BOPU informó que, aunque la descarga no autorizada cesó, la bacteria ya se había establecido en los procesos biológicos de sus dos plantas de recuperación de aguas residuales. Como medida precautoria, la ciudad sacó de operación su sistema de agua reutilizada poco después del arranque estacional y durante dos meses drenó y desinfectó la red completa de reutilización y Prairie View Pond. También convirtió temporalmente los sistemas de riego afectados a suministro de agua potable para evitar una posible migración dentro de la red de distribución de agua reutilizada.

La autoridad municipal señaló que recientemente solo había detectado rastros residuales mínimos de la bacteria en sus instalaciones de tratamiento y que continuaría con monitoreos y muestreos.

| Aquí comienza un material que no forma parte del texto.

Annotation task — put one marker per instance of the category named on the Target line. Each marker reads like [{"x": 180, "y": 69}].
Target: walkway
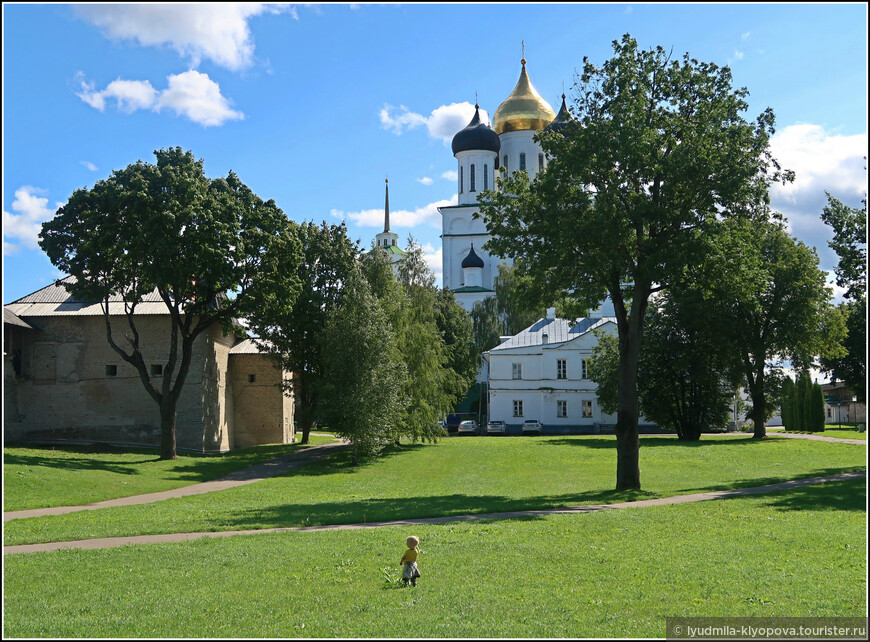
[
  {"x": 111, "y": 542},
  {"x": 272, "y": 468}
]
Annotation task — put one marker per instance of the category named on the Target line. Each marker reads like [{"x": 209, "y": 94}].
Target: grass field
[
  {"x": 459, "y": 476},
  {"x": 604, "y": 574},
  {"x": 70, "y": 475}
]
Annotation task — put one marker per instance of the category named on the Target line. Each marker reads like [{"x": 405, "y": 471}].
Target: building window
[{"x": 518, "y": 408}]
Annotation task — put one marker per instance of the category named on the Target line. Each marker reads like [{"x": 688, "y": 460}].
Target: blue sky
[{"x": 315, "y": 105}]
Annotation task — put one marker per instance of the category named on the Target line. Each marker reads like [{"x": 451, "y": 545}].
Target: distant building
[
  {"x": 63, "y": 382},
  {"x": 480, "y": 151},
  {"x": 543, "y": 373},
  {"x": 841, "y": 406}
]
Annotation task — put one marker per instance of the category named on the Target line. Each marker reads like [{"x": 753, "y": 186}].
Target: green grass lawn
[
  {"x": 70, "y": 475},
  {"x": 459, "y": 476},
  {"x": 604, "y": 574}
]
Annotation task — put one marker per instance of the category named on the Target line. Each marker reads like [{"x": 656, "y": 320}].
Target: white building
[
  {"x": 542, "y": 373},
  {"x": 468, "y": 269}
]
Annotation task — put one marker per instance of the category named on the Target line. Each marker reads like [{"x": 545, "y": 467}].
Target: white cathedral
[{"x": 480, "y": 151}]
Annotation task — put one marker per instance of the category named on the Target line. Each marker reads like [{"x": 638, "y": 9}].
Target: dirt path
[{"x": 112, "y": 542}]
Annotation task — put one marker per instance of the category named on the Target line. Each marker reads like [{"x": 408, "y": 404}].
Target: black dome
[
  {"x": 476, "y": 136},
  {"x": 472, "y": 260},
  {"x": 562, "y": 119}
]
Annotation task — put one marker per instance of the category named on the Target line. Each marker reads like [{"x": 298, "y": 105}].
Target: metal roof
[
  {"x": 557, "y": 331},
  {"x": 12, "y": 319},
  {"x": 54, "y": 300}
]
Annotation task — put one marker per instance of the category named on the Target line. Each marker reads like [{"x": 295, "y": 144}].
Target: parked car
[
  {"x": 532, "y": 425},
  {"x": 468, "y": 427},
  {"x": 496, "y": 428}
]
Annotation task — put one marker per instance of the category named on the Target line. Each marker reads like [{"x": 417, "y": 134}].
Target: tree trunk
[
  {"x": 167, "y": 429},
  {"x": 627, "y": 439},
  {"x": 759, "y": 414}
]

Tras consultar con el Departamento de Salud Pública del condado de Laramie, BOPU determinó que los servicios de riego con agua reutilizada se reanudarían el lunes 29 de junio de 2026, con señalización en las zonas donde se use ese sistema.

El matiz sanitario es importante. BOPU describió a Cupriavidus gilardii como una bacteria de alta resistencia a metales, asociada con algunos entornos industriales y procesos de reducción metálica. La autoridad también indicó que las infecciones humanas documentadas son extremadamente raras, aunque pueden representar riesgos para personas inmunocomprometidas y adultos mayores en casos de exposición directa.

El centro de datos de Meta en Cheyenne fue anunciado por la compañía en julio de 2024 como un campus de 715,000 pies cuadrados y una inversión superior a 800 millones de dólares. Meta dijo entonces que, una vez completado, el sitio estaría optimizado para cargas de trabajo de inteligencia artificial y formaría parte de su infraestructura global.

En su propia página de centros de datos en Estados Unidos, Meta registra el proyecto de Cheyenne como una inversión de más de 800 millones de dólares, con inicio de construcción en 2024, más de 1,000 trabajadores de construcción en el punto máximo y cerca de 100 empleos operativos una vez terminado.

La empresa ha sostenido que el incidente no afectó el agua potable pública. En declaraciones recogidas por The Guardian, un portavoz de Meta dijo que, cuando BOPU informó del hallazgo de una sustancia en las aguas residuales de la ciudad, Fortis dejó de descargar aguas residuales industriales y comenzó a transportarlas fuera del sitio. La compañía también afirmó que pruebas independientes encargadas por Fortis no encontraron rastros de la sustancia.

La respuesta de Cheyenne fue más amplia que el caso individual. BOPU suspendió la aceptación de descargas industriales asociadas con operaciones de fill and flush y sistemas de enfriamiento de circuito cerrado de centros de datos hasta nuevo aviso. En el aviso de incumplimiento citado por medios locales, la autoridad indicó que el contaminante interfirió con las instalaciones de recuperación de agua de la ciudad y provocó pass through, un término regulatorio usado cuando un contaminante atraviesa el sistema de tratamiento en condiciones que pueden afectar el cumplimiento o el funcionamiento de la planta.

El caso abre una pregunta más grande para las ciudades que reciben infraestructura de inteligencia artificial. Los centros de datos suelen presentarse como proyectos de inversión, empleo e innovación, pero su operación y construcción dependen de sistemas físicos muy concretos: energía, agua, alcantarillado, permisos industriales, carreteras, suelo y capacidad municipal para vigilar descargas. En Cheyenne, una fase técnica de construcción terminó convirtiéndose en un problema de saneamiento público.

La lección no es que todos los centros de datos contaminen de la misma forma, ni que el agua potable de Cheyenne haya sido afectada. La lectura más precisa es que la expansión de infraestructura para IA está empujando a gobiernos locales a revisar reglas diseñadas para otro tipo de actividad industrial. Cuando los modelos de inteligencia artificial requieren instalaciones cada vez más grandes, sus impactos también dejan de ser abstractos: pasan por tuberías, plantas de tratamiento y sistemas de riego municipales.